- Coat of arms
- Coordinates (Zalewo): 53°50′46″N 19°36′37″E﻿ / ﻿53.84611°N 19.61028°E
- Country: Poland
- Voivodeship: Warmian-Masurian
- County: Iława
- Seat: Zalewo

Area
- • Total: 254.34 km^{2} (98.20 sq mi)

Population (2006)
- • Total: 6,986
- • Density: 27/km^{2} (71/sq mi)
- • Urban: 2,152
- • Rural: 4,834
- Website: http://www.zalewo.pl

= Gmina Zalewo =

Gmina Zalewo is an urban-rural gmina (administrative district) in Iława County, Warmian-Masurian Voivodeship, in northern Poland. Its seat is the town of Zalewo, which lies approximately 28 km north of Iława and 59 km west of the regional capital Olsztyn.

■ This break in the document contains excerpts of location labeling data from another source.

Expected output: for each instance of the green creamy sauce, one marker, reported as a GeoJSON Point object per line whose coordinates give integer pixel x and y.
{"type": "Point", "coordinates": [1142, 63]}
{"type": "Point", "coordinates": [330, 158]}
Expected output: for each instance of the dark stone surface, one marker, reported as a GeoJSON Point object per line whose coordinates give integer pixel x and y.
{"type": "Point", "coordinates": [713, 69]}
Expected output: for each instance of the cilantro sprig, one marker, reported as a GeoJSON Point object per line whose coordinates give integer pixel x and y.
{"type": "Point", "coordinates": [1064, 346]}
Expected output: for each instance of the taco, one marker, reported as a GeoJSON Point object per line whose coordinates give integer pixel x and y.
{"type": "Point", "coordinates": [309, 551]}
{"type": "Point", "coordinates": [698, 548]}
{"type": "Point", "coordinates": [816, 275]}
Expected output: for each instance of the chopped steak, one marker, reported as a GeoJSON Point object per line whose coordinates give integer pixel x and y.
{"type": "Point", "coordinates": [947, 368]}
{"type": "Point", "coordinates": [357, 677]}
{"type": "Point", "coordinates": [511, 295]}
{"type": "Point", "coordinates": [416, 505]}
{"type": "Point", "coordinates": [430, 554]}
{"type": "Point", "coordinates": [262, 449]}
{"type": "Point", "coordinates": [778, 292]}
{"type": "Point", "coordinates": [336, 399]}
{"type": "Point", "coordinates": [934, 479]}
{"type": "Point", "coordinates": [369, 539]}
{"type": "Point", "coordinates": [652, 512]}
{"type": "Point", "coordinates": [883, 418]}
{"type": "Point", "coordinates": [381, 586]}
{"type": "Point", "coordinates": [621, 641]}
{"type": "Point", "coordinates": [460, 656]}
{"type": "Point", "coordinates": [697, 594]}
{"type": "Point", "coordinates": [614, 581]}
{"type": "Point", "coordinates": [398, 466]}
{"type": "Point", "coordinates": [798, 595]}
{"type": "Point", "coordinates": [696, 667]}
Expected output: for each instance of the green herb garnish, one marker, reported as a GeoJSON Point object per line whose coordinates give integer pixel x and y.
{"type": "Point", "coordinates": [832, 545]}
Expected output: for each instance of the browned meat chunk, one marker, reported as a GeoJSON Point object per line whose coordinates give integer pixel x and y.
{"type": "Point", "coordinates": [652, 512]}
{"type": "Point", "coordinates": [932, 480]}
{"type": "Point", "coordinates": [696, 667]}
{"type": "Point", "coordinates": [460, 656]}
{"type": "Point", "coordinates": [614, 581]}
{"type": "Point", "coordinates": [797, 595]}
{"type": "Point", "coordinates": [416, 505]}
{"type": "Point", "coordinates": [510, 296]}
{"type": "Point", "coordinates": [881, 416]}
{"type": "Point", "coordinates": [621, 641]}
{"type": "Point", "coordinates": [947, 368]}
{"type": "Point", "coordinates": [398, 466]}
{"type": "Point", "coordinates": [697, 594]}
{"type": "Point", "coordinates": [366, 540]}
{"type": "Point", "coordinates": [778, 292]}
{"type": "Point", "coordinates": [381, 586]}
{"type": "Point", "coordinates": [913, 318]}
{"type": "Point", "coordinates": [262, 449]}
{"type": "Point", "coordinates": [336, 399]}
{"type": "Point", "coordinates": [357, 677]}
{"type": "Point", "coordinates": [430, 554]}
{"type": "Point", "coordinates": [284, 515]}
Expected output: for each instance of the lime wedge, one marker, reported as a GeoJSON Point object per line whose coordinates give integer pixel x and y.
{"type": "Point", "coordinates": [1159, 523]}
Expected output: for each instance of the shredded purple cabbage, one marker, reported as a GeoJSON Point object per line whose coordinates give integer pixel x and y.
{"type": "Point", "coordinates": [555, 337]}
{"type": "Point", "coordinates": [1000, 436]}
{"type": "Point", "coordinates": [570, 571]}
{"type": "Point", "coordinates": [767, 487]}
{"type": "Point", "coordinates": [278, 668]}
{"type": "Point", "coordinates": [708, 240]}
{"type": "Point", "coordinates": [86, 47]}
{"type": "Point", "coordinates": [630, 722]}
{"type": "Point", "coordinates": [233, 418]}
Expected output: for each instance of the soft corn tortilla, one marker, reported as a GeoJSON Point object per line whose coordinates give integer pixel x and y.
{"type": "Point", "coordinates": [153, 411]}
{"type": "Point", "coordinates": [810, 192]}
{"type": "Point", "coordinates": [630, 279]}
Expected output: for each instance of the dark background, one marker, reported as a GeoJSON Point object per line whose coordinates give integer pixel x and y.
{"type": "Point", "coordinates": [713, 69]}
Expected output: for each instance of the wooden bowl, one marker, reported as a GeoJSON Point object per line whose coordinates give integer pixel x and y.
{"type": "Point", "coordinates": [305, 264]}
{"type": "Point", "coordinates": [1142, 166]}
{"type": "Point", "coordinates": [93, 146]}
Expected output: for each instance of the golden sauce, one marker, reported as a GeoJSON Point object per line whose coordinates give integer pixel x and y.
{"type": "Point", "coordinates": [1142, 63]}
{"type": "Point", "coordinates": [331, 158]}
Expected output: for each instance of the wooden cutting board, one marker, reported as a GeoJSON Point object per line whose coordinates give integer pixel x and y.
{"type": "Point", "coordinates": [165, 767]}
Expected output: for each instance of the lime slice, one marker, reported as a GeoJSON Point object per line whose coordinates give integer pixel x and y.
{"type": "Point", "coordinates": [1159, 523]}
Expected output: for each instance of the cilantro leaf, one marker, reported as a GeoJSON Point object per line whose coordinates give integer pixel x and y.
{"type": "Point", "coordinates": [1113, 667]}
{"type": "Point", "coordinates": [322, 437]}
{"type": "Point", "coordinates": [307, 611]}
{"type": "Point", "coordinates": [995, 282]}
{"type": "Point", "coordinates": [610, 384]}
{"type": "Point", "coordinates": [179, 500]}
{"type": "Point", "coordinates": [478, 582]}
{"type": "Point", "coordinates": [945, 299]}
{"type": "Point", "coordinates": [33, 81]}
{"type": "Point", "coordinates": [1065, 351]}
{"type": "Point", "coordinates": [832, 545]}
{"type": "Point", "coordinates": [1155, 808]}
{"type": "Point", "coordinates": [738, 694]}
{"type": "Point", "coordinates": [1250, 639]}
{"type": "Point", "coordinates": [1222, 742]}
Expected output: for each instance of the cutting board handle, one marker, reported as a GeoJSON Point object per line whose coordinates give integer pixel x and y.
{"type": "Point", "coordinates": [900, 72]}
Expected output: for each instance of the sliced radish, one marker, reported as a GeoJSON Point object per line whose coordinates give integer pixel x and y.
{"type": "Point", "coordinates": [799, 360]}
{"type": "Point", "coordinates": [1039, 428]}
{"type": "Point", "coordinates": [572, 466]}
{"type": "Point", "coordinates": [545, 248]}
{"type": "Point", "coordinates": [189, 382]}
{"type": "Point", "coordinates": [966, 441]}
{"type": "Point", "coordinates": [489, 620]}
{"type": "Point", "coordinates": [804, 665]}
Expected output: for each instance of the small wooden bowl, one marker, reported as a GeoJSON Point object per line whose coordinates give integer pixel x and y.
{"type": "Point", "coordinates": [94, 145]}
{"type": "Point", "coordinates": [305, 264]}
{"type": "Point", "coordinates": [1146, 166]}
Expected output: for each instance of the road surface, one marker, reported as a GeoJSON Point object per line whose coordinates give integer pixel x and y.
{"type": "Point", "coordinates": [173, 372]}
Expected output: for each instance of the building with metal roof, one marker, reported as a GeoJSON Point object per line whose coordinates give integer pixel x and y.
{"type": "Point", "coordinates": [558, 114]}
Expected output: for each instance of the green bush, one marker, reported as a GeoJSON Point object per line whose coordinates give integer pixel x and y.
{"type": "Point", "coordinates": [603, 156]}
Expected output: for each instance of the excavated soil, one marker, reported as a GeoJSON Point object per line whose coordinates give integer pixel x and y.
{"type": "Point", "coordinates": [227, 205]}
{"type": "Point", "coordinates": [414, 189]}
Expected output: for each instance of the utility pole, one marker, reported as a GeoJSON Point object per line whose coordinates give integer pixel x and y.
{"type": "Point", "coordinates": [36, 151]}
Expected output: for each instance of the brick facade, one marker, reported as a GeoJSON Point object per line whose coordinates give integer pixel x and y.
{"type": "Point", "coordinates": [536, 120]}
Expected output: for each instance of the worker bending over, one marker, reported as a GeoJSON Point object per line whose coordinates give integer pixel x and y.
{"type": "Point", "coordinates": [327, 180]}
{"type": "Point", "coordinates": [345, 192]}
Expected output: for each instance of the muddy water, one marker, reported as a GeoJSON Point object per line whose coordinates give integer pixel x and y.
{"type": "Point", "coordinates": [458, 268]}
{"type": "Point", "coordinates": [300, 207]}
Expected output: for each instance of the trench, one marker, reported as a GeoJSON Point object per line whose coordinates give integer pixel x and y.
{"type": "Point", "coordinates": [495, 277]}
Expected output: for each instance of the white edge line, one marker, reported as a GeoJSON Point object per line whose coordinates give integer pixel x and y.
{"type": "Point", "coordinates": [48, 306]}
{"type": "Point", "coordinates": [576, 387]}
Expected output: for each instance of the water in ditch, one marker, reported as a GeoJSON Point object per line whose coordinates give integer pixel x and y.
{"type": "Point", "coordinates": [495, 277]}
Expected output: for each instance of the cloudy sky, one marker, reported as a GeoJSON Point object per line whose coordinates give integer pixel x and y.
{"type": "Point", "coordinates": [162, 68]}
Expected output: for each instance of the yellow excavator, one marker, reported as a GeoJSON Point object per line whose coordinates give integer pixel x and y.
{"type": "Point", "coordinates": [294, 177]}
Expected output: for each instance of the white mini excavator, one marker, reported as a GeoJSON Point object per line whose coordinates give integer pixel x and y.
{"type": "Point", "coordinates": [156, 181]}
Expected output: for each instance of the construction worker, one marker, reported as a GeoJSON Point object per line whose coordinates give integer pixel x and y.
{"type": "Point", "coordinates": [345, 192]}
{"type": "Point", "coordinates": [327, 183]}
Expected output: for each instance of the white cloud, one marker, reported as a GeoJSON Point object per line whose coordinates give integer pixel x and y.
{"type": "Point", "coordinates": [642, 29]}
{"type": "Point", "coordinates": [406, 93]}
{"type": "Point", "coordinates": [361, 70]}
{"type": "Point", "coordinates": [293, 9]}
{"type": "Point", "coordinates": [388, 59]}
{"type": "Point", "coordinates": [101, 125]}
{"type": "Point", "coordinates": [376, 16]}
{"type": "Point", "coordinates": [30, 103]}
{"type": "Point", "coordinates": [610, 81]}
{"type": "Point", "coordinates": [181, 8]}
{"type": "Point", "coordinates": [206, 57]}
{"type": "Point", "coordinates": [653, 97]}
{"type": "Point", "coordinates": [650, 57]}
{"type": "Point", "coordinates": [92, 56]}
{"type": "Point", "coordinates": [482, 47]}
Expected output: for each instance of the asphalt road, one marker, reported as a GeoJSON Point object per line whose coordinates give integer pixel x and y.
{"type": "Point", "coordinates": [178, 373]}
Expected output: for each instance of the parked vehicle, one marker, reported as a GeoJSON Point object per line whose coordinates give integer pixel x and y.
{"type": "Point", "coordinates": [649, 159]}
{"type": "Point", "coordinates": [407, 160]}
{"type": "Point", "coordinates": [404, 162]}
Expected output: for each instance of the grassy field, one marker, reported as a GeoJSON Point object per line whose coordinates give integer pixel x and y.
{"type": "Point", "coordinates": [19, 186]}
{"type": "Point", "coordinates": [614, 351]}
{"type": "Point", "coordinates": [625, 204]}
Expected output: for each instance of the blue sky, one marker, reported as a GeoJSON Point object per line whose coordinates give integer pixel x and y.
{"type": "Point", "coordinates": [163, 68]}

The gmina covers an area of 254.34 km2, and as of 2006 its total population is 6,986 (out of which the population of Zalewo amounts to 2,152, and the population of the rural part of the gmina is 4,834).

The gmina contains part of the protected area called Iława Lake District Landscape Park.

==Villages==
Apart from the town of Zalewo, Gmina Zalewo contains the villages and settlements of Bądki, Bajdy, Barty, Bednarzówka, Boreczno, Brzeziniak, Bukowiec, Dajny, Dobrzyki, Duba, Gajdy, Girgajny, Gubławki, Huta Wielka, Janiki Małe, Janiki Wielkie, Jaśkowo, Jerzwałd, Jezierce, Karpowo, Kiemiany, Kupin, Likszany, Matyty, Mazanki, Międzychód, Mozgowo, Murawki, Nowe Chmielówko, Piekło, Polajny, Półwieś, Pomielin, Pozorty, Rąbity, Rucewo, Rudnia, Sadławki, Skitławki, Śliwa, Surbajny, Tarpno, Urowo, Wielowieś, Wieprz, Witoszewo and Zatyki.

==Neighbouring gminas==
Gmina Zalewo is bordered by the gminas of Iława, Małdyty, Miłomłyn, Stary Dzierzgoń and Susz.